I’m currently reading Bill Bryson’s book The Mother Tongue, a thus-far fascinating look at how the English language came to be. In the fourth chapter, Bryson writes about how some of the words in the English language got there by mistake.
Take, for example, the word “dord,” which appeared in the 1934 Merriam-Webster International Dictionary, as another word for destiny. Turns out, this was simply based on the misreading of a typesetter’s note, which read “D or d,” meaning the word could be capitalized or not. When the error was discovered, the M-W folks removed the word, but not before it had found its way into other dictionaries.
Bryson writes that according to the First Supplement of the OED (Oxford English Dictionary), there are at least 350 words in English dictionaries that owe their existence to typographical errors, misrenderings, or mishearings.
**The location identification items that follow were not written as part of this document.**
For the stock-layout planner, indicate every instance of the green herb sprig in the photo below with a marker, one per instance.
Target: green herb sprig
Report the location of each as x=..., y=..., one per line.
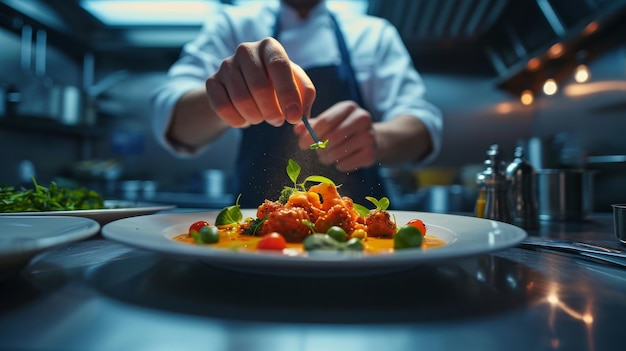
x=51, y=198
x=293, y=171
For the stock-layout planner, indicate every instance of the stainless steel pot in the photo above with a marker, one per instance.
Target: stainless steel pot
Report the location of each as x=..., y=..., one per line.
x=565, y=194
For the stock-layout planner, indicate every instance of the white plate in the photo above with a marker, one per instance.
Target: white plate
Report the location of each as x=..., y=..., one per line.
x=115, y=209
x=22, y=237
x=464, y=236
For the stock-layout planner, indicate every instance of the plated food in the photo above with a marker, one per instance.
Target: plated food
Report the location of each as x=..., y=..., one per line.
x=311, y=218
x=219, y=238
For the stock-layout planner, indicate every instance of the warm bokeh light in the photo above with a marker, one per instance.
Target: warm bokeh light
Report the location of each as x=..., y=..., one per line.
x=527, y=97
x=594, y=88
x=550, y=87
x=533, y=64
x=556, y=50
x=591, y=28
x=581, y=74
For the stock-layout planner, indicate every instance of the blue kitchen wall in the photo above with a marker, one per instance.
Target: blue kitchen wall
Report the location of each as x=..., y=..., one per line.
x=476, y=116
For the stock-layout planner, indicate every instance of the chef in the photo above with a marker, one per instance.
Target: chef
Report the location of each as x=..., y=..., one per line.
x=261, y=72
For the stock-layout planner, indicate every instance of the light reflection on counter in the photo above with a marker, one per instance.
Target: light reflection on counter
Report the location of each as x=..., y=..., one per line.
x=556, y=305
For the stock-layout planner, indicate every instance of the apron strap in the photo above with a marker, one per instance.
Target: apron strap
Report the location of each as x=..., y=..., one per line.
x=345, y=67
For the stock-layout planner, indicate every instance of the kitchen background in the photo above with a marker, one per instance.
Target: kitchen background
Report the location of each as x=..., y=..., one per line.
x=76, y=85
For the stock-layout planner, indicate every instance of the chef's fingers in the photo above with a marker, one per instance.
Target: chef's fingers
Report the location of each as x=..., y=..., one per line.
x=280, y=73
x=240, y=95
x=258, y=84
x=306, y=88
x=221, y=103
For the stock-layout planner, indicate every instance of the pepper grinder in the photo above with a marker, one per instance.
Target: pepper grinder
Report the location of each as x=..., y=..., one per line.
x=521, y=175
x=497, y=189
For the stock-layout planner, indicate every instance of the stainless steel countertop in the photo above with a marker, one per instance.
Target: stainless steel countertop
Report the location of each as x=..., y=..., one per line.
x=101, y=295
The word “buttonhole” was once “buttonhold.” “Asparagus” was for 200 years known as “sparrow-grass” and “shamefaced” was originally “shamefast” (fast here having the sense of lodged firmly, as in “stuck fast.”)
The process can still be seen today, for example in the tendency among people to turn “catercorner” into “catty-corner” and “chaise longue” into “chaise lounge.”
One of my favorite examples is the word “pea.” Originally, the word was “pease,” as in the nursery rhyme “pease porridge hot, pease porridge cold…” but this was mistakenly thought to signify a plural and the word “pea” was back-formed to denote singularity.
And the words “grovel” and “sidle” similarly came into English because the original adverbs “groveling” and “sidling” were assumed to contain the -ing suffix, as in walking and seeing. In fact, it was the -ling suffix, but that didn’t stop people from adding a pair of useful words to the language. Other back-formations are “laze” (from “lazy”), “greed” (from “greedy”), “beg” (from “beggar”), and “difficult” (from “difficulty”).
What does this mean to writers? There is no reason to despair about our language. A compilation of several other languages, it will continue to grow and be enriched, as it always has been, by the addition of new vocabulary. Perhaps the skill of oratory is one the wane for the moment, but don’t despair. We’ll, like, have, like, lots more words when, like, the people want to, like, express themselves again!